Sebaik-baik cara mengenal Allah ialah berpikir dan memperhatikan penciptaan manusia dan alam semesta. Merenungi dua fenomena, kehidupan dan kematian membuat manusia menyadari akan hakikat ini yaitu, jika kehidupan ini datang dari diriku sendiri, tentu aku akan hidup selamanya. Padahal sebelum ini aku tiada, lalu ada, kemudian kehidupan ini akan terenggut dariku. Sebelum ini sama seperti batu, kayu dan benda-benda mati lain, kita adalah makhluk-makhluk tak bernyawa. Angin kehidupan yang Allah tiupkan, memberi jiwa dan ruh kepada kita dan kita pun diberi kemampuan memahami dan berpikir tentang segala sesuatu. Oleh karena itu nikmat ilahi yang terbesar ialah kehidupan yang Dia berikan kepada kita ini.

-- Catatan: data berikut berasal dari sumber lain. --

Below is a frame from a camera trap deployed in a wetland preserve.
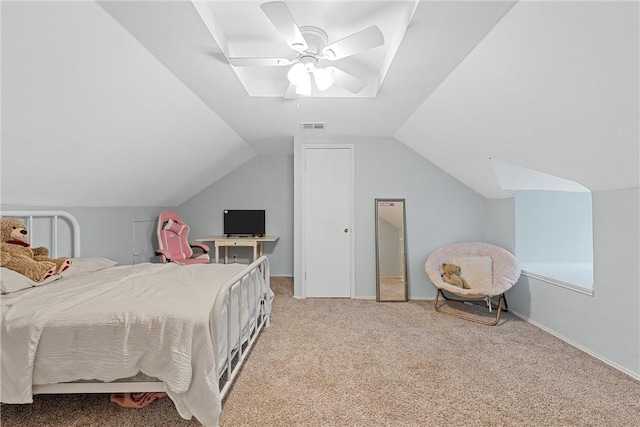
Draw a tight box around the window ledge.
[522,270,593,297]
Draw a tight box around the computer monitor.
[223,209,265,236]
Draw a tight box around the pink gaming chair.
[156,211,210,264]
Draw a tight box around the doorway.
[302,144,355,298]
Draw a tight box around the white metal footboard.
[211,256,272,399]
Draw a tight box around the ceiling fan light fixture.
[296,78,311,96]
[313,68,333,91]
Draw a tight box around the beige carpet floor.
[0,280,640,427]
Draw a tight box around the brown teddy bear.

Dengan itulah maka manusia dapat mencapai berbagai kemajuan ilmu pengetahuan, akan tetapi tetap saja manusia tak mampu menangkap rahasia-rahasia alam ciptaan Allah yang amat luas dan hebat ini. Bukan hanya kelahiran dan kehidupan berada di tangan Allah, tapi kematian kita pun berada di tangan-Nya. Kita tidak datang ke dunia ini dengan kehendak kita sendiri sehingga kita dapat meninggalkan dunia ini dengan kehendak kita sendiri pula. Dia-lah yang menghidupkan dan Dia-lah yang mematikan. Diantara yang demikian itu, hanya amal perbuatan kitalah yang berada di bawah kehendak kita.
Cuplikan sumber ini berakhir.